Aug 9, 2023 | Uncategorized


Deflation refers to falling prices of goods and services and is caused by a number of factors, including waning consumption
Deflation refers to falling prices of goods and services and is caused by a number of factors, including waning consumption.
Photo: Jade Gao / AFP/File
Source: AFP

China slipped into deflation as consumer prices contracted last month for the first time in more than two years, official data showed Wednesday, as slowing domestic spending weighs on the country’s post-Covid economic recovery.

The Consumer Price Index, the main gauge of inflation, fell 0.3 in July, the National Bureau of Statistics said, having flatlined in June.

Analysts polled by Bloomberg had anticipated a 0.4 percent decline in the index for July.
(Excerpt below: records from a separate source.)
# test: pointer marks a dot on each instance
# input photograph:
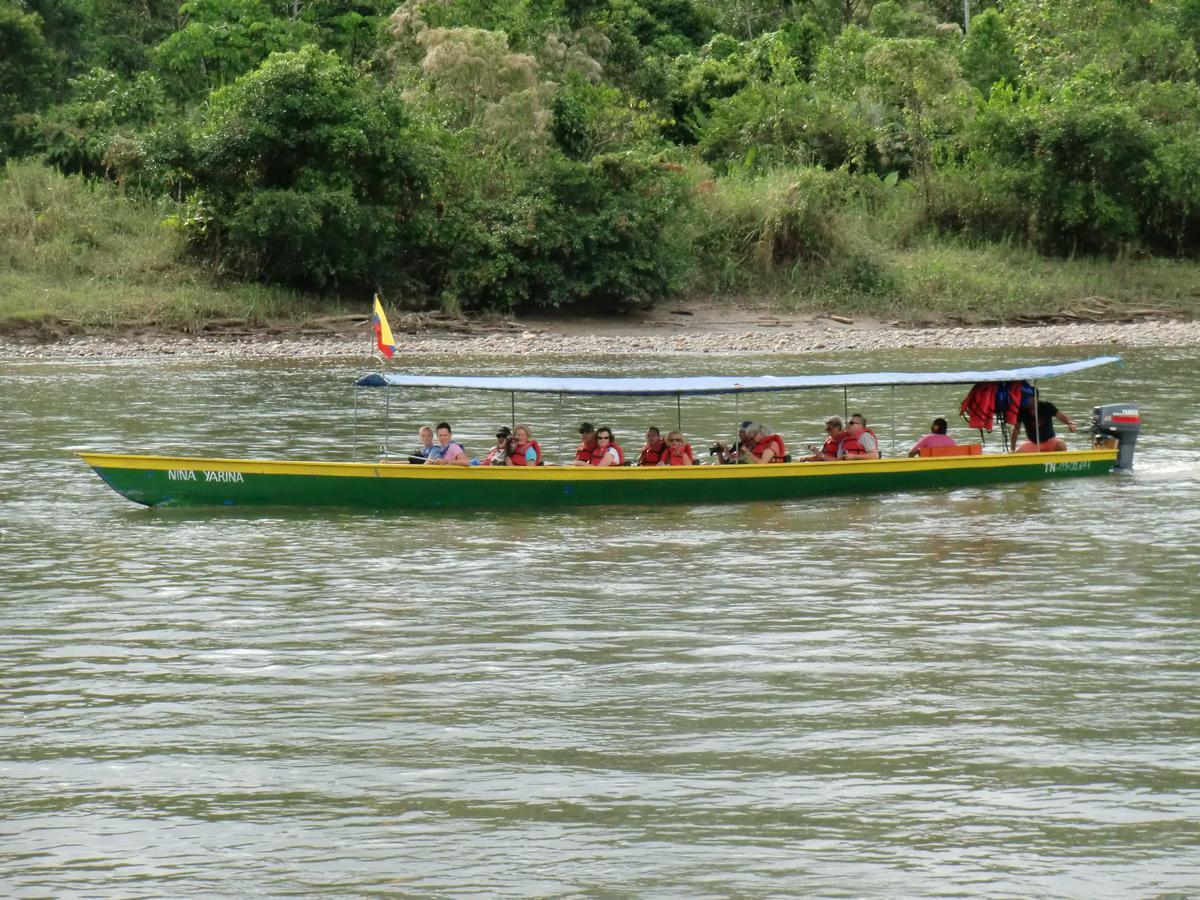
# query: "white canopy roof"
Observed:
(719, 384)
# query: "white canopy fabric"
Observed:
(719, 384)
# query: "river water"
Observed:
(987, 691)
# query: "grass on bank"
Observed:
(82, 255)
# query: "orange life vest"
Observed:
(520, 450)
(679, 455)
(598, 454)
(652, 454)
(763, 443)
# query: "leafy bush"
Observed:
(305, 173)
(604, 232)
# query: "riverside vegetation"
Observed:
(269, 159)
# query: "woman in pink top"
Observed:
(937, 437)
(451, 450)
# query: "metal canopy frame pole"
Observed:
(893, 420)
(387, 419)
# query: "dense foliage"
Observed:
(504, 154)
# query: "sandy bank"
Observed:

It is the second round of disappointing data for the Chinese economy this week, after figures Tuesday showed the country suffered its biggest fall in exports for more than three years.
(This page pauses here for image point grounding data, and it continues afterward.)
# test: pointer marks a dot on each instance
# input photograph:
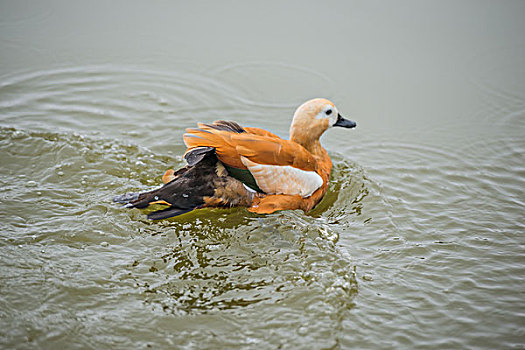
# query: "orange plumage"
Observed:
(287, 174)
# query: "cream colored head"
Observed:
(313, 118)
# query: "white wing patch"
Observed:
(284, 179)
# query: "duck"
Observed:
(233, 166)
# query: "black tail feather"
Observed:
(126, 198)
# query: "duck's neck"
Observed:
(312, 145)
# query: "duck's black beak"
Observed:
(345, 123)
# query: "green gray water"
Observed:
(418, 244)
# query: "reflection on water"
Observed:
(418, 242)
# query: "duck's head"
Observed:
(313, 118)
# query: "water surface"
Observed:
(418, 243)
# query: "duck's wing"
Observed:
(278, 166)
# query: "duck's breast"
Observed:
(284, 179)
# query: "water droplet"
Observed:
(17, 134)
(367, 277)
(302, 331)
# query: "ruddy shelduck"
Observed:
(230, 165)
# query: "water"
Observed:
(418, 243)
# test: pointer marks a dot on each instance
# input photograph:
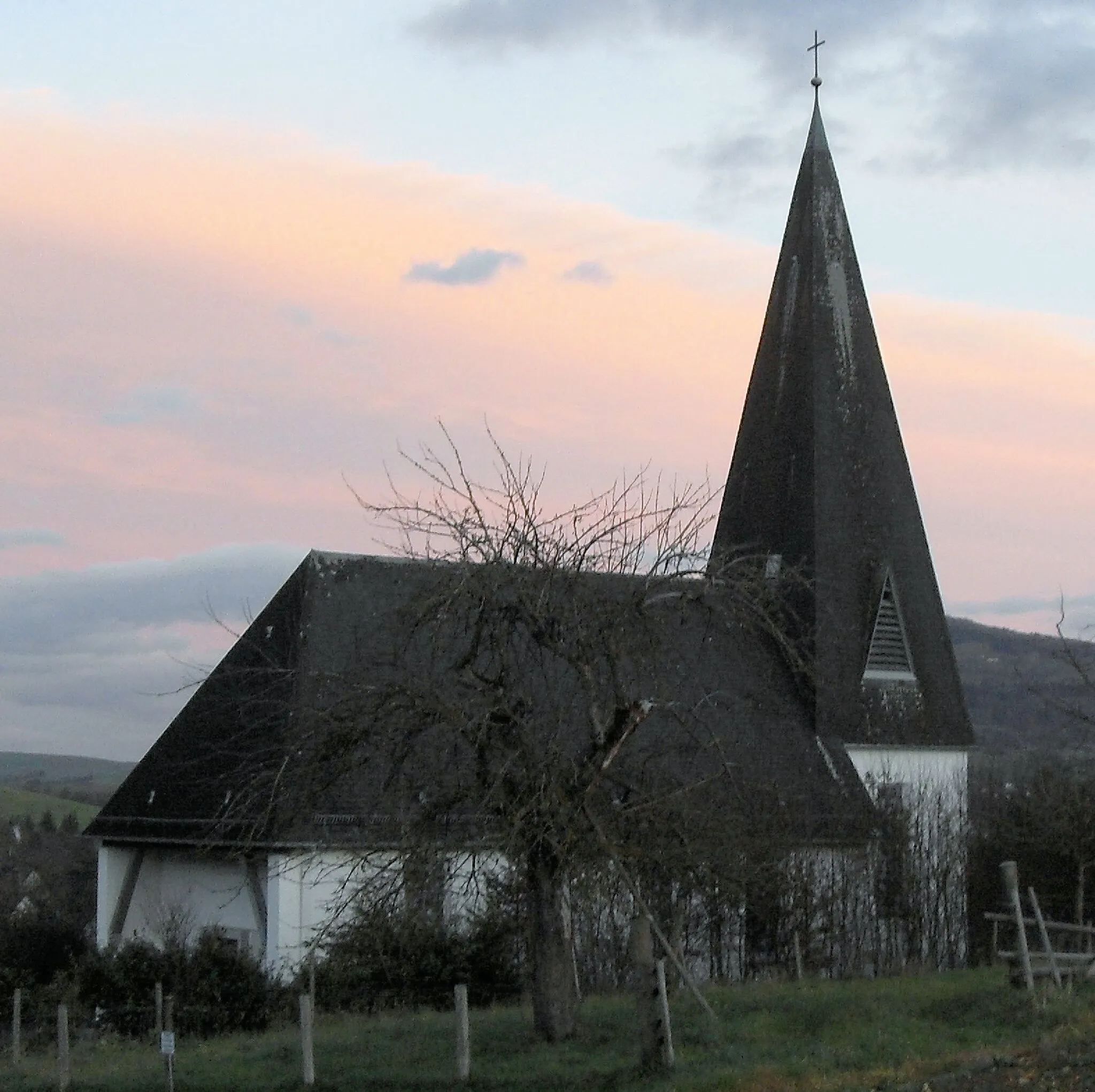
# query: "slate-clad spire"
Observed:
(820, 478)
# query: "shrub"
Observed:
(381, 960)
(217, 988)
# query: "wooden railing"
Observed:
(1054, 957)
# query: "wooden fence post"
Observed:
(17, 1028)
(169, 1029)
(307, 1040)
(64, 1066)
(1044, 933)
(1011, 874)
(464, 1035)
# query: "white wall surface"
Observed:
(178, 893)
(938, 770)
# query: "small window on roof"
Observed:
(888, 657)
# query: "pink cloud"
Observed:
(204, 331)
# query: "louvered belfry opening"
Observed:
(888, 655)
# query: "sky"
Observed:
(249, 250)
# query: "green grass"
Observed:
(815, 1036)
(16, 803)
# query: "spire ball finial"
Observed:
(816, 82)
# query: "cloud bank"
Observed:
(169, 386)
(475, 266)
(1012, 90)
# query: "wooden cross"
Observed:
(814, 50)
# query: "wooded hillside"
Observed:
(1020, 688)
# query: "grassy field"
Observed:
(14, 803)
(815, 1036)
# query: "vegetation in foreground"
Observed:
(816, 1035)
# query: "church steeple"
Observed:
(819, 478)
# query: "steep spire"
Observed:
(819, 478)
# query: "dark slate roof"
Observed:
(819, 476)
(340, 617)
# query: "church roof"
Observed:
(342, 617)
(820, 485)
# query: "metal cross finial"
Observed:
(816, 82)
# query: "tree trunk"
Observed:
(554, 1004)
(1081, 868)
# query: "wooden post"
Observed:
(307, 1041)
(464, 1035)
(1045, 938)
(64, 1066)
(17, 1028)
(667, 1033)
(641, 903)
(1011, 874)
(644, 982)
(169, 1029)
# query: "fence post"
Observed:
(169, 1029)
(307, 1042)
(1011, 874)
(1045, 938)
(667, 1034)
(17, 1028)
(464, 1035)
(64, 1067)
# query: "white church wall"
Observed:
(310, 893)
(930, 787)
(176, 895)
(942, 770)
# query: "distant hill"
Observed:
(1017, 687)
(16, 803)
(73, 777)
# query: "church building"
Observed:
(819, 490)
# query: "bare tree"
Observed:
(517, 710)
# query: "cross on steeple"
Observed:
(816, 82)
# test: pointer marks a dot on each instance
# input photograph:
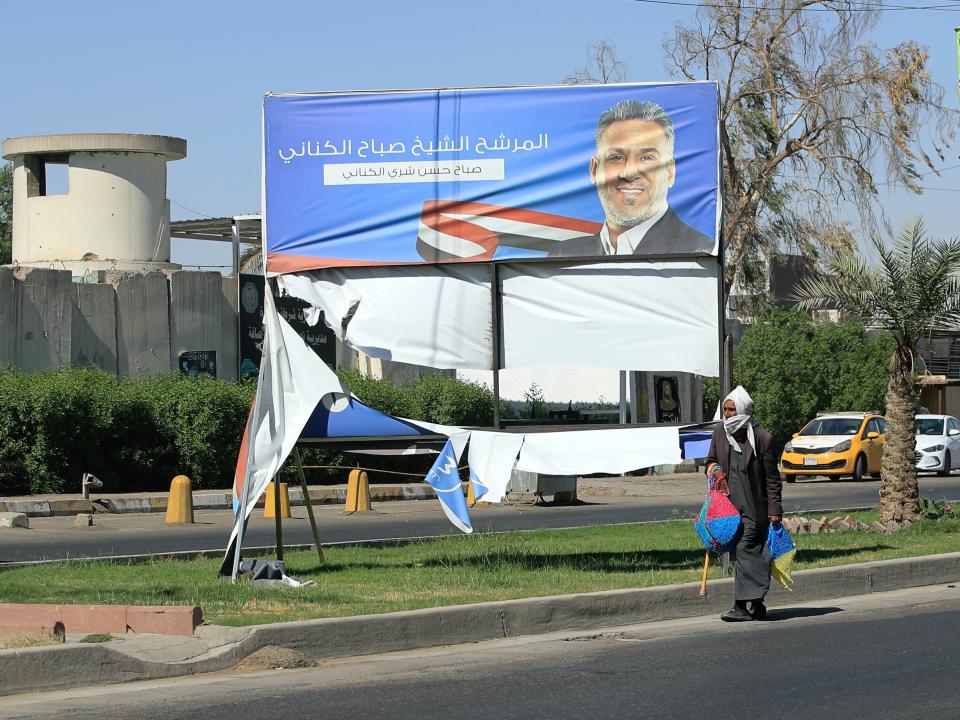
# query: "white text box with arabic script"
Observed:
(429, 171)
Deflation refers to falling prices of goods and services and is caused by a number of factors, including waning consumption.

And while cheaper goods may appear beneficial for purchasing power, deflation poses a threat to the broader economy.
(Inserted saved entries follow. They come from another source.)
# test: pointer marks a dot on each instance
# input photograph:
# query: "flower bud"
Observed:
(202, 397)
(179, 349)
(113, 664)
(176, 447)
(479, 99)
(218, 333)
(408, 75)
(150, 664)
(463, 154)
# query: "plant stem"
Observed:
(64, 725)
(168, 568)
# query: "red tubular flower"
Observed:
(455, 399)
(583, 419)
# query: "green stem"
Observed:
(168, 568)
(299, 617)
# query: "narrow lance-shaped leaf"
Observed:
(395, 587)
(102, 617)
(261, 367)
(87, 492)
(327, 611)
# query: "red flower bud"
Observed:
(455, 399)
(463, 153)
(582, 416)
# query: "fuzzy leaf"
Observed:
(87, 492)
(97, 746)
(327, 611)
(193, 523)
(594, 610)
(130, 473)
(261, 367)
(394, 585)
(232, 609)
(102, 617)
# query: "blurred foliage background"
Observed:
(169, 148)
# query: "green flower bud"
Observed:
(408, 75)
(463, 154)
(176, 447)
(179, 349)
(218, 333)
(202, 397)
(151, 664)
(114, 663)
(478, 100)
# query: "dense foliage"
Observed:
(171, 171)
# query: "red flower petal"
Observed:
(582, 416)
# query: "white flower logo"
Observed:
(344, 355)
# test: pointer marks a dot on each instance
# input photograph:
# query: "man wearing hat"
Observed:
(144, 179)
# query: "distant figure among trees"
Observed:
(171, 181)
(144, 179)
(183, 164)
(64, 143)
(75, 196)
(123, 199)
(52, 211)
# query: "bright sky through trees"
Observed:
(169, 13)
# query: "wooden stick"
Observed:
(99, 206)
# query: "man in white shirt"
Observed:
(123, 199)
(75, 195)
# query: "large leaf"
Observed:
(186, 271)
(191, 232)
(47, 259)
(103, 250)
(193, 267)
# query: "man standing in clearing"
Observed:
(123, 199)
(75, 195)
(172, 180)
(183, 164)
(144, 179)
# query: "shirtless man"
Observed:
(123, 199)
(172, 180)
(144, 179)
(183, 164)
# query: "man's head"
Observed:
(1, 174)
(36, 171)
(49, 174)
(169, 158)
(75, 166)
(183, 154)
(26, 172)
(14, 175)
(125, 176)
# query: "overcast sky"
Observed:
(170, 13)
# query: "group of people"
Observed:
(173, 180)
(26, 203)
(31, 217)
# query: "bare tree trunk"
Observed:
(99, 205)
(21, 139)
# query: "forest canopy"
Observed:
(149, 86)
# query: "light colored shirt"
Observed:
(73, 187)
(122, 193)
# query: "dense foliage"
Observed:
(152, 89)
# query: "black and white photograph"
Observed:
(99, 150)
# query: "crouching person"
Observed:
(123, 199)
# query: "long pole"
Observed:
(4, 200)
As prices fall, consumers tend to postpone purchases in the hopes of further price cuts.

A lack of demand then forces companies to reduce production, freeze hiring or lay off workers, and agree to new discounts to sell off their stocks — weighing on profitability even as costs remain the same.

China experienced a short period of deflation at end of 2020 and early 2021, due largely to a collapse in the price of pork, the most widely consumed meat in the country.

Prior to that, the last deflationary period was in 2009.

And many analysts fear a longer stretch of deflation this time around, as China’s main growth engines stall and youth unemployment is at a record high of over 20 percent.

Ongoing turmoil in real estate, a sector that has long accounted for a quarter of China’s GDP, is the “main source” for this “deflationary shock”, said economist Andrew Batson of Gavekal Dragonomics.

Deflation is also being driven by flagging exports — historically a key source of growth for the Chinese economy, Batson said.

Wednesday’s data comes after July saw the strongest decline in exports in more than a year — down 14.2 percent — precipitated by weak demand abroad.

This has had a direct impact on tens of thousands of export-oriented companies in China, which are now operating at a much slower pace.

Meanwhile, the producer price index fell again in July by 4.4 percent, marking the 10th consecutive month of contraction.

The index measures the cost of goods leaving factories and gives an overview of the health of the economy and was down 5.4 percent in June this year.

Declining producer prices mean reduced margins for companies.